Pangkor (Pago-Pago Series)

Latiff Mohidin, born in Negeri Sembilan, Malaysia in 1941 completed his primary education in Singapore. While in Singapore, at an early age, Latiff’s precocity in understanding paintings earned him the nickname, ‘Wonder Boy’. From 1960-1964, Latiff studied art at Hochschule fur Bildende Kunste in Berlin, Germany and did brief residencies in Paris and New York. Inspired by his exploration of Southeast Asia in 1964, Latiff has since produced compelling series of artworks – the result of a synthesis between his European experience and the rediscovery of his homeland. He is also a poet who has published several volumes of poetry. Towards the culmination of the Pago-pago series, ‘Pangkor’ was produced after Latiff’s series of iconic violent vibrations of architectural forms. ‘Pangkor’ is deemed to shed the architectonic traits as the compelling force and the ascending vertical thrust appears muted.
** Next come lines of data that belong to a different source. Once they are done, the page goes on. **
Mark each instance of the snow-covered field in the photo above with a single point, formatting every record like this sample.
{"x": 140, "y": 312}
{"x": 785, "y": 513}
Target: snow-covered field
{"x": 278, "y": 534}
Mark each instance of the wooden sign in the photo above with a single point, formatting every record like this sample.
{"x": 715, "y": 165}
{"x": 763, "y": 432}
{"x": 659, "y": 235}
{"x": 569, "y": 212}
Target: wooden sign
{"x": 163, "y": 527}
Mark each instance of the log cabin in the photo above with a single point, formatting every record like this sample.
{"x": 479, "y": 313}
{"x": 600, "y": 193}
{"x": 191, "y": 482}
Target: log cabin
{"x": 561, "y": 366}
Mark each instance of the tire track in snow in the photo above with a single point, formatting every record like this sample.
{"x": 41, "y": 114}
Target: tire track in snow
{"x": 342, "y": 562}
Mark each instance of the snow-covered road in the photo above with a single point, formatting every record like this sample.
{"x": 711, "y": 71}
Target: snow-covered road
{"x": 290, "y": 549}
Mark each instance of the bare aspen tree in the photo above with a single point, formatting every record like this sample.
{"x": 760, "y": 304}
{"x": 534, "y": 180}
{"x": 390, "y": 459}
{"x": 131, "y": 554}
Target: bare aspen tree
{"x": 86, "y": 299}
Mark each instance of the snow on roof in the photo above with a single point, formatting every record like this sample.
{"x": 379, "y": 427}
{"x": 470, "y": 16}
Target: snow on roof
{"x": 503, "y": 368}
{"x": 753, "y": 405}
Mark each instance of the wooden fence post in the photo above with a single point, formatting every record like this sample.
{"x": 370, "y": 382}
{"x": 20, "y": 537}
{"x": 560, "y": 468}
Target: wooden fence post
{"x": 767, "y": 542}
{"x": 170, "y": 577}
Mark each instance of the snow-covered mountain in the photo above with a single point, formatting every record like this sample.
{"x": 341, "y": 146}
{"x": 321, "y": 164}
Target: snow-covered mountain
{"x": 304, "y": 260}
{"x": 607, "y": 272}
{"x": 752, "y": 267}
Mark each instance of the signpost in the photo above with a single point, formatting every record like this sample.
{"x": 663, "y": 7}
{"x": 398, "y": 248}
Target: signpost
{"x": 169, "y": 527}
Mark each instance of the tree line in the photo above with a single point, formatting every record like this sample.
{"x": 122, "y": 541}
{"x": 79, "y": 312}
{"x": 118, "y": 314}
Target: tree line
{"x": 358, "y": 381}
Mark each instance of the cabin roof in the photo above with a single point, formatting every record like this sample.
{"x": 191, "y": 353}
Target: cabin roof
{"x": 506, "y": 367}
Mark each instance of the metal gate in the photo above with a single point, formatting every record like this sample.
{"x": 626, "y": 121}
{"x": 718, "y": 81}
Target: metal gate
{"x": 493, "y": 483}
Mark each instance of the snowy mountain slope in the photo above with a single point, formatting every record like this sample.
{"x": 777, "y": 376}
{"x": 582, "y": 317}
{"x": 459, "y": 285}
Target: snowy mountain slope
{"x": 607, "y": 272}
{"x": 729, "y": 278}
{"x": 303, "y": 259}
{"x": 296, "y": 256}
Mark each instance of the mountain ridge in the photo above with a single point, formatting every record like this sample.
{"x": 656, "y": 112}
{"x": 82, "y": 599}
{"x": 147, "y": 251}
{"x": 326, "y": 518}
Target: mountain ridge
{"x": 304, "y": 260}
Painted in earthy hues with moderate strokes, the image seems to revisit the sketches of ‘Pangkor (1)’ and ‘Pangkor (2)’ where the geological forms are studied and magnified. ‘Pangkor’, painted in oil with a balance of flat tones and textural density, is without a doubt an abstraction developed from the above mentioned sketches while it signals Latiff’s habitual revisitation of his subject of interest.